The Postal Service will release its Saul Bellow stamp — the 34th in the organization’s Literary Arts series — on Tuesday, Feb. 6.
Bellow is widely acknowledged as one of the greatest novelists of the 20th century.
Born in 1915 in Quebec, Canada, he moved with his family in 1925 to the city inextricably linked with his work — Chicago.
His first writing job was for the Works Progress Administration, where he composed biographies of Midwestern authors.
He published two novels in the 1940s, but it was his third — 1953’s “The Adventures of Augie March,” written in a freewheeling, comic vernacular — that broadened his audience. It also won the National Book Award for fiction.

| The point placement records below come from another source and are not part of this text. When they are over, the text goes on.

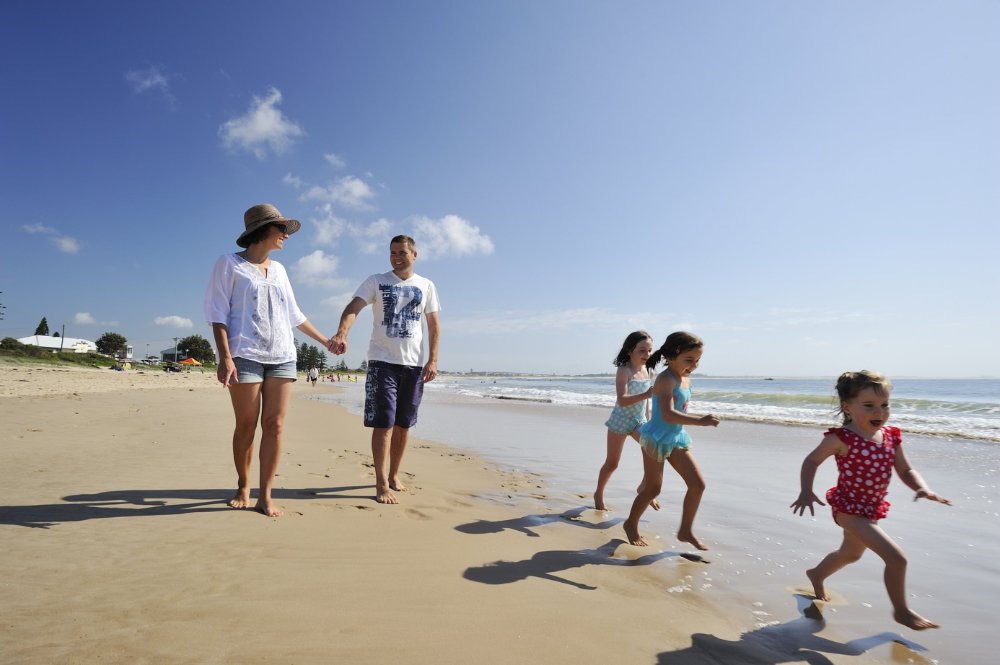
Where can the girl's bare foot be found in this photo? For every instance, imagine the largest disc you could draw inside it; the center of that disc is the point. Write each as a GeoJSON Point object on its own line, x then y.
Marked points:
{"type": "Point", "coordinates": [241, 499]}
{"type": "Point", "coordinates": [633, 536]}
{"type": "Point", "coordinates": [911, 619]}
{"type": "Point", "coordinates": [383, 495]}
{"type": "Point", "coordinates": [267, 507]}
{"type": "Point", "coordinates": [819, 590]}
{"type": "Point", "coordinates": [688, 537]}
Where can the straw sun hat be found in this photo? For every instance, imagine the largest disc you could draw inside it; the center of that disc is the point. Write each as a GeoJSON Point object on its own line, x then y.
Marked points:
{"type": "Point", "coordinates": [261, 215]}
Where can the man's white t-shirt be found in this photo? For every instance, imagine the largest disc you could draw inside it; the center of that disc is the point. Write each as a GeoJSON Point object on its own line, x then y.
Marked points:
{"type": "Point", "coordinates": [397, 309]}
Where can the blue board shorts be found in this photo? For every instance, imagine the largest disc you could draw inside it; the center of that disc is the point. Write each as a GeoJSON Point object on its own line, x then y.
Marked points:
{"type": "Point", "coordinates": [251, 371]}
{"type": "Point", "coordinates": [392, 394]}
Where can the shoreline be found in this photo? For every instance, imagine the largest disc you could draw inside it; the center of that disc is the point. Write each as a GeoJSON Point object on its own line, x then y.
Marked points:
{"type": "Point", "coordinates": [486, 557]}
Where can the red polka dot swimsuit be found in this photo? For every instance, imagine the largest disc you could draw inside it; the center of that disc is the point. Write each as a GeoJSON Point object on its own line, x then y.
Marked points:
{"type": "Point", "coordinates": [865, 472]}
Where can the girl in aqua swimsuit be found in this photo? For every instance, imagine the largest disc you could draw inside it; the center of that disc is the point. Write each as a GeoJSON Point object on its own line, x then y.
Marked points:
{"type": "Point", "coordinates": [633, 387]}
{"type": "Point", "coordinates": [663, 438]}
{"type": "Point", "coordinates": [866, 450]}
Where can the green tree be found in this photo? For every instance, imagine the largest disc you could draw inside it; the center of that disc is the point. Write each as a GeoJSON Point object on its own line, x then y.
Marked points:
{"type": "Point", "coordinates": [110, 344]}
{"type": "Point", "coordinates": [197, 347]}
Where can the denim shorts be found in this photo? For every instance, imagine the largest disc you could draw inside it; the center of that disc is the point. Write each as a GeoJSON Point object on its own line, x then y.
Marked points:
{"type": "Point", "coordinates": [251, 371]}
{"type": "Point", "coordinates": [392, 394]}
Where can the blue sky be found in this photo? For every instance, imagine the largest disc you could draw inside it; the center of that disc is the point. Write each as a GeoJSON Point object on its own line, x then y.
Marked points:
{"type": "Point", "coordinates": [811, 187]}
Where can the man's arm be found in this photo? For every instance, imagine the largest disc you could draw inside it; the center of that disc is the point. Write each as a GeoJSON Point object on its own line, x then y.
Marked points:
{"type": "Point", "coordinates": [433, 337]}
{"type": "Point", "coordinates": [338, 343]}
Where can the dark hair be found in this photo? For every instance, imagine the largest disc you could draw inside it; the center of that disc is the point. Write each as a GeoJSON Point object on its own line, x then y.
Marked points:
{"type": "Point", "coordinates": [629, 345]}
{"type": "Point", "coordinates": [405, 239]}
{"type": "Point", "coordinates": [675, 344]}
{"type": "Point", "coordinates": [259, 234]}
{"type": "Point", "coordinates": [849, 384]}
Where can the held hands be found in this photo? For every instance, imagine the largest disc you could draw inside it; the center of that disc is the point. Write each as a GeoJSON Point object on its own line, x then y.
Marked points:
{"type": "Point", "coordinates": [925, 493]}
{"type": "Point", "coordinates": [806, 500]}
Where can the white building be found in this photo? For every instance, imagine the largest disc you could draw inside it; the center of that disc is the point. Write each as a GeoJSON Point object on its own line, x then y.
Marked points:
{"type": "Point", "coordinates": [68, 344]}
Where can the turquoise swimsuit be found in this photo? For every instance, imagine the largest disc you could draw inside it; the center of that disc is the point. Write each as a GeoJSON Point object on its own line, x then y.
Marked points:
{"type": "Point", "coordinates": [660, 438]}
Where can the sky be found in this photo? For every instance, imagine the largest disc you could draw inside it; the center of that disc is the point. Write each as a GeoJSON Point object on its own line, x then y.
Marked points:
{"type": "Point", "coordinates": [811, 187]}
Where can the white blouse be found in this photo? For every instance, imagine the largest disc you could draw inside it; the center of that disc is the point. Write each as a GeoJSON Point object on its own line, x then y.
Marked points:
{"type": "Point", "coordinates": [259, 312]}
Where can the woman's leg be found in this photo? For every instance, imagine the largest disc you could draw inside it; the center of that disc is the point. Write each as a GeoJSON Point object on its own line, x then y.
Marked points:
{"type": "Point", "coordinates": [275, 395]}
{"type": "Point", "coordinates": [652, 481]}
{"type": "Point", "coordinates": [246, 407]}
{"type": "Point", "coordinates": [685, 465]}
{"type": "Point", "coordinates": [616, 443]}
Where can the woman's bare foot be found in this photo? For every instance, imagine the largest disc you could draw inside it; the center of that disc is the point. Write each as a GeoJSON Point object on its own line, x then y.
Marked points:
{"type": "Point", "coordinates": [266, 507]}
{"type": "Point", "coordinates": [688, 537]}
{"type": "Point", "coordinates": [383, 495]}
{"type": "Point", "coordinates": [911, 619]}
{"type": "Point", "coordinates": [241, 499]}
{"type": "Point", "coordinates": [819, 590]}
{"type": "Point", "coordinates": [633, 536]}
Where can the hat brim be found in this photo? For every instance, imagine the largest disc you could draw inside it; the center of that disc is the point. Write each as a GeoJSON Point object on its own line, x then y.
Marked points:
{"type": "Point", "coordinates": [291, 226]}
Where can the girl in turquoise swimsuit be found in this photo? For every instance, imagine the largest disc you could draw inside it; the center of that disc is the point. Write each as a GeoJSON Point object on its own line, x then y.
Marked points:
{"type": "Point", "coordinates": [663, 436]}
{"type": "Point", "coordinates": [632, 386]}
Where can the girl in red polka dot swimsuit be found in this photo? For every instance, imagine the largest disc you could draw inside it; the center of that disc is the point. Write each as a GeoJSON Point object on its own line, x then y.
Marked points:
{"type": "Point", "coordinates": [866, 451]}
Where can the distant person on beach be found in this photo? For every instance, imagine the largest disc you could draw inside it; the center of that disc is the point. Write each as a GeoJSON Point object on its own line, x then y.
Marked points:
{"type": "Point", "coordinates": [866, 450]}
{"type": "Point", "coordinates": [252, 310]}
{"type": "Point", "coordinates": [633, 388]}
{"type": "Point", "coordinates": [397, 366]}
{"type": "Point", "coordinates": [664, 438]}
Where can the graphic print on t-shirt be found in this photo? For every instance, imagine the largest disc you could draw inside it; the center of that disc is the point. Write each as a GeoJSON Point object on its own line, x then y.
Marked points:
{"type": "Point", "coordinates": [401, 309]}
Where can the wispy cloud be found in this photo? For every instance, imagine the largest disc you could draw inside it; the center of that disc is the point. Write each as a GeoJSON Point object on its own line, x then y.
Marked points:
{"type": "Point", "coordinates": [152, 79]}
{"type": "Point", "coordinates": [62, 242]}
{"type": "Point", "coordinates": [263, 127]}
{"type": "Point", "coordinates": [173, 321]}
{"type": "Point", "coordinates": [350, 192]}
{"type": "Point", "coordinates": [449, 236]}
{"type": "Point", "coordinates": [86, 319]}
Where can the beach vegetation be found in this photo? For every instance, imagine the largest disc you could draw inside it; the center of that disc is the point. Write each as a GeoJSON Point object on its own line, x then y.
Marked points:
{"type": "Point", "coordinates": [111, 344]}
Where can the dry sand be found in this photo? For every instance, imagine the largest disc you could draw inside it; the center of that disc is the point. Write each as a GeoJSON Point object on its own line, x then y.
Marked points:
{"type": "Point", "coordinates": [118, 547]}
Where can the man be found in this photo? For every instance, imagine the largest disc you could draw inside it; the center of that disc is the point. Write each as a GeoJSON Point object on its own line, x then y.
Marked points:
{"type": "Point", "coordinates": [397, 370]}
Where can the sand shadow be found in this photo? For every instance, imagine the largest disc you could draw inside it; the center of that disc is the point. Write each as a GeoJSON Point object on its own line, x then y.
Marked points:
{"type": "Point", "coordinates": [794, 641]}
{"type": "Point", "coordinates": [148, 503]}
{"type": "Point", "coordinates": [545, 565]}
{"type": "Point", "coordinates": [526, 523]}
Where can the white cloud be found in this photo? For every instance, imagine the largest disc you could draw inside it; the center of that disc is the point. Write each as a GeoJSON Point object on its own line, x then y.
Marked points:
{"type": "Point", "coordinates": [144, 80]}
{"type": "Point", "coordinates": [335, 160]}
{"type": "Point", "coordinates": [350, 192]}
{"type": "Point", "coordinates": [319, 269]}
{"type": "Point", "coordinates": [262, 127]}
{"type": "Point", "coordinates": [449, 236]}
{"type": "Point", "coordinates": [173, 321]}
{"type": "Point", "coordinates": [63, 243]}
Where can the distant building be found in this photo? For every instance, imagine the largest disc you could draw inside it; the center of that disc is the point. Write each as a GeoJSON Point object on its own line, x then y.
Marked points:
{"type": "Point", "coordinates": [67, 344]}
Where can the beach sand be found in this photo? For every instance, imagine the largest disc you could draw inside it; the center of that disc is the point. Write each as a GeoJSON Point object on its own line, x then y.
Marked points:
{"type": "Point", "coordinates": [119, 548]}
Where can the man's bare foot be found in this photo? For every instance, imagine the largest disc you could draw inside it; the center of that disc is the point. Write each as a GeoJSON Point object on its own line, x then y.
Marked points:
{"type": "Point", "coordinates": [818, 589]}
{"type": "Point", "coordinates": [241, 499]}
{"type": "Point", "coordinates": [383, 495]}
{"type": "Point", "coordinates": [911, 619]}
{"type": "Point", "coordinates": [266, 507]}
{"type": "Point", "coordinates": [633, 536]}
{"type": "Point", "coordinates": [688, 537]}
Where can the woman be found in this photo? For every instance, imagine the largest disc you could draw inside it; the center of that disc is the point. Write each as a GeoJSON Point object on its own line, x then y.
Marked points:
{"type": "Point", "coordinates": [252, 309]}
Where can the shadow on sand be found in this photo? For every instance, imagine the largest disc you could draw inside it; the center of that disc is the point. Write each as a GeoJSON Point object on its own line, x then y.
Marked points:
{"type": "Point", "coordinates": [149, 503]}
{"type": "Point", "coordinates": [792, 642]}
{"type": "Point", "coordinates": [525, 524]}
{"type": "Point", "coordinates": [545, 565]}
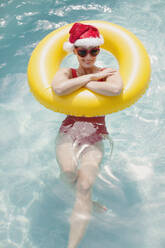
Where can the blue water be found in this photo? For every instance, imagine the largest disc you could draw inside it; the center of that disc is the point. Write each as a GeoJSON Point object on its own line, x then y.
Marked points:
{"type": "Point", "coordinates": [34, 204]}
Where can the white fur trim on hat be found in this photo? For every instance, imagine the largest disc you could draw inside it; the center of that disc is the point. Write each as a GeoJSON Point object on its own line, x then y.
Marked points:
{"type": "Point", "coordinates": [86, 42]}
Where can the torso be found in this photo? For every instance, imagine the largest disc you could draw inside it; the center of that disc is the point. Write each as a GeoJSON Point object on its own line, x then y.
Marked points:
{"type": "Point", "coordinates": [84, 129]}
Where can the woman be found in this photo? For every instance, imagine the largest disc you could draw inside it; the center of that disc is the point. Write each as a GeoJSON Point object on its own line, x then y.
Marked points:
{"type": "Point", "coordinates": [79, 147]}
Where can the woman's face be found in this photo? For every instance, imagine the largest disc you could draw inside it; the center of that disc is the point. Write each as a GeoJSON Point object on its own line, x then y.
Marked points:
{"type": "Point", "coordinates": [86, 56]}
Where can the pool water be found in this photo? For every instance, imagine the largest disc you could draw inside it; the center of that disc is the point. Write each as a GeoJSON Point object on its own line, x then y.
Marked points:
{"type": "Point", "coordinates": [34, 204]}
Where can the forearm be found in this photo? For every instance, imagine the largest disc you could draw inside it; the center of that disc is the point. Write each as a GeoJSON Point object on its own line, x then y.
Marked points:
{"type": "Point", "coordinates": [104, 88]}
{"type": "Point", "coordinates": [70, 85]}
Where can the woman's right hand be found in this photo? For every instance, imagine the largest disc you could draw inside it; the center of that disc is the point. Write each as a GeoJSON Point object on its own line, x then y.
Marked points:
{"type": "Point", "coordinates": [102, 74]}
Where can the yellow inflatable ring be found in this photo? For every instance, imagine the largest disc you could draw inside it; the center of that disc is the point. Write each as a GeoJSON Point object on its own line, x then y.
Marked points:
{"type": "Point", "coordinates": [134, 66]}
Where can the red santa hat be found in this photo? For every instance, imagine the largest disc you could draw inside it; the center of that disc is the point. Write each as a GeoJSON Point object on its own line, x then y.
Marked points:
{"type": "Point", "coordinates": [83, 35]}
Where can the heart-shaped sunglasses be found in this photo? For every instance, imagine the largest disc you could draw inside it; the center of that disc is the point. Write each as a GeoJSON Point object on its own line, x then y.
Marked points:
{"type": "Point", "coordinates": [82, 52]}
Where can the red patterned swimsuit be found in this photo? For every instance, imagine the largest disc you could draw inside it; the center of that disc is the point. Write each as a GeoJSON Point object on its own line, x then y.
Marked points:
{"type": "Point", "coordinates": [84, 130]}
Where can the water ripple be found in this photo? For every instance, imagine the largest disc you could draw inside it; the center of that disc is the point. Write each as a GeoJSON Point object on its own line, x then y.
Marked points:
{"type": "Point", "coordinates": [65, 10]}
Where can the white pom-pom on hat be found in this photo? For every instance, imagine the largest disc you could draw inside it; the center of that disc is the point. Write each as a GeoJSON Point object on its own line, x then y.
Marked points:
{"type": "Point", "coordinates": [83, 35]}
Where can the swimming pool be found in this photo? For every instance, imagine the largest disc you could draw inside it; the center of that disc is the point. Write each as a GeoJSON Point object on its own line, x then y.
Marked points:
{"type": "Point", "coordinates": [34, 204]}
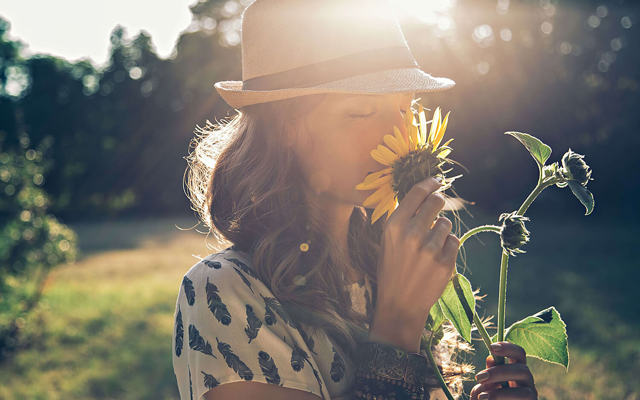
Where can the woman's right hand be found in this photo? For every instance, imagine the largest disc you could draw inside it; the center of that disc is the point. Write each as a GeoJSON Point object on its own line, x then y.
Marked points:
{"type": "Point", "coordinates": [418, 259]}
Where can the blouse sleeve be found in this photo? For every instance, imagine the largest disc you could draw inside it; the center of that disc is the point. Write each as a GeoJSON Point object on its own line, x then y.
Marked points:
{"type": "Point", "coordinates": [228, 327]}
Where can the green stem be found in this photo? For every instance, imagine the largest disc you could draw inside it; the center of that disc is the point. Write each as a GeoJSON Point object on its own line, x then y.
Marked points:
{"type": "Point", "coordinates": [504, 265]}
{"type": "Point", "coordinates": [443, 384]}
{"type": "Point", "coordinates": [478, 229]}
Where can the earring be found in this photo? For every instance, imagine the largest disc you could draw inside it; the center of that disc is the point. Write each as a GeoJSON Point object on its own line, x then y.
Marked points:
{"type": "Point", "coordinates": [304, 246]}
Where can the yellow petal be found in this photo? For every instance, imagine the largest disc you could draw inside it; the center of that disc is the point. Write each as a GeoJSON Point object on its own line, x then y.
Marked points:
{"type": "Point", "coordinates": [435, 122]}
{"type": "Point", "coordinates": [441, 129]}
{"type": "Point", "coordinates": [413, 134]}
{"type": "Point", "coordinates": [392, 143]}
{"type": "Point", "coordinates": [379, 196]}
{"type": "Point", "coordinates": [444, 153]}
{"type": "Point", "coordinates": [401, 140]}
{"type": "Point", "coordinates": [447, 142]}
{"type": "Point", "coordinates": [374, 184]}
{"type": "Point", "coordinates": [423, 125]}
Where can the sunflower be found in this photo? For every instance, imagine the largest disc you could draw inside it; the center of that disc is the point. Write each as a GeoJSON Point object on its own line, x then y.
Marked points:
{"type": "Point", "coordinates": [407, 160]}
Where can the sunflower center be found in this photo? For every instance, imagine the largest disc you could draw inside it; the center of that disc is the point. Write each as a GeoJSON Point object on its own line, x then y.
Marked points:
{"type": "Point", "coordinates": [414, 167]}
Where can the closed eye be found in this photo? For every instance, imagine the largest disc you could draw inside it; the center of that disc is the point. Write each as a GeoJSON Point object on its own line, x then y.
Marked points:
{"type": "Point", "coordinates": [362, 115]}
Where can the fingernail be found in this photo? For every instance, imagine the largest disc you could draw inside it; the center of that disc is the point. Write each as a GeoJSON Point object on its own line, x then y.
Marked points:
{"type": "Point", "coordinates": [482, 376]}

The book’s famous opening line references Bellow’s adopted hometown:
“I am an American, Chicago born — Chicago, that somber city — and go at things as I have taught myself, freestyle, and will make the record in my own way: first to knock, first admitted; sometimes an innocent knock, sometimes a not so innocent.”
Bellow is the only person to have won the National Book Award for fiction three times. He received many literary accolades before his death in 2005, including the Pulitzer Prize and the Nobel Prize in literature.
The stamp features an illustrated portrait of the author in a fedora with a Chicago street scene in the background. Illustrator Joe Ciardiello provided the original art, based on photographs from 1982.
The stamp was designed by Ethel Kessler, an art director for USPS.
The 3-ounce stamp is available at Post Offices and usps.com.
No national dedication ceremony is planned.